If you feel like you’ve handled the emergency (congratulations!) and you’re able to have a nap, or watch TV, or read a nice book, eat some chocolate and drink some tea; then do that. Because crises are exhausting.

If there isn’t anyone you can talk to, or if you still feel on edge and at risk of yourself; then you can call one of these helplines:

Lifeline: 13 11 14

Beyond Blue: 1300 22 46 36


Kids Helpline: 1800 55 1800

MensLine Australia: 1300 78 99 78

Headspace: 1800 650 890

Mental Health Online also has some state specific contact details.

The person on the other end may refer you to your closest emergency department if they feel that you are incapable of keeping yourself safe. They may also refer you to your community mental health team for future treatment.  

If you are desperate, do not hesitate to call 000. You don’t even have to wait for somebody else to calm you down. Call them right away if you need to. An ambulance will soon be there.

Tip Number Three: Find Some Professionals
This is a huge step for anybody. I’ve been surrounded by health people my entire life, but I remember when my Mum first told me to make my own doctor’s appointment. I’d honestly forgotten how to use a telephone. I know it’s scary, but you can do it. If you don’t want to go alone, ask a friend to come along to hold your hand and stroke your hair. If you want to go alone, plan something nice for yourself afterwards.

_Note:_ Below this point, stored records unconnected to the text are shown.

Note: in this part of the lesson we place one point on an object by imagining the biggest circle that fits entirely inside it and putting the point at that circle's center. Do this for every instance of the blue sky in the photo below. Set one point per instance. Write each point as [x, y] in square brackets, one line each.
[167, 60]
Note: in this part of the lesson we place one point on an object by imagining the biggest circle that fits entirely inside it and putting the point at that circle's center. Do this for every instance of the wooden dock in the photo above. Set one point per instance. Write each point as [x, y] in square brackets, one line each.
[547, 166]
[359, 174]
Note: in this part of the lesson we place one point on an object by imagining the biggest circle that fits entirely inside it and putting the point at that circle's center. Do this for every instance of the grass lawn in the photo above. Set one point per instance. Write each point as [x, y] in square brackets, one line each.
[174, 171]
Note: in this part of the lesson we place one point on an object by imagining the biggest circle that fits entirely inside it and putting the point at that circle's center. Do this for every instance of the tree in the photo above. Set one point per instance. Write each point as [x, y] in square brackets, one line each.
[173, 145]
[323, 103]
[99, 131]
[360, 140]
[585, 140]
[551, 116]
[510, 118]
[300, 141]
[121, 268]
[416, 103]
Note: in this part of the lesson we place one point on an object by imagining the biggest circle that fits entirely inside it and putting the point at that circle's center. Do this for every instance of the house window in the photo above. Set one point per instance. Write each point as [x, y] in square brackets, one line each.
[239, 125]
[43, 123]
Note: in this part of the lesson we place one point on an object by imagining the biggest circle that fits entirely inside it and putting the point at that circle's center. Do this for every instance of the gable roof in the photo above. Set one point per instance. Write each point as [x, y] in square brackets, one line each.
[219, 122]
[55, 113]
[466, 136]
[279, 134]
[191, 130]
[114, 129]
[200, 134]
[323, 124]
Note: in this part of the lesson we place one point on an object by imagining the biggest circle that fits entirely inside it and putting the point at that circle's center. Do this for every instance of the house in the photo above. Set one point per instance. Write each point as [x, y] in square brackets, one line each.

Like eating your favourite dinner, or taking bubble bath, or having a tea party with your sock puppets.

Once you’ve made your appointment, take along your list of symptoms, and ask for a referral to a psychologist and/or psychiatrist. Doc may give you some fliers about some cost friendly public mental health facilities and groups that may be of use to you (Headspace is a good one); or, if you can afford it, some referrals to some private people. If the professionals aren’t so professional, or you feel as though you need a second opinion: then go and get a second opinion. You’d get a second opinion on a dress you’re wearing, so why wouldn’t you get a second opinion on your brain?

Tip Number Four: Also

Once you’ve got your doctors and psych’s and medicines (if necessary) sorted out: take time to learn to love yourself again. Do a little soul searching to understand your own beliefs, morals, self worth, wants, needs, goals, and favourite kind of ice cream. Find an exercise that gets your endorphins going, eat deliciously healthy food for all of the good gut bacteria, and hug more people (if you don’t like hugging people, then hug yourself). Just be try to be nice to yourself, really, because you’re a really likeable kind of person.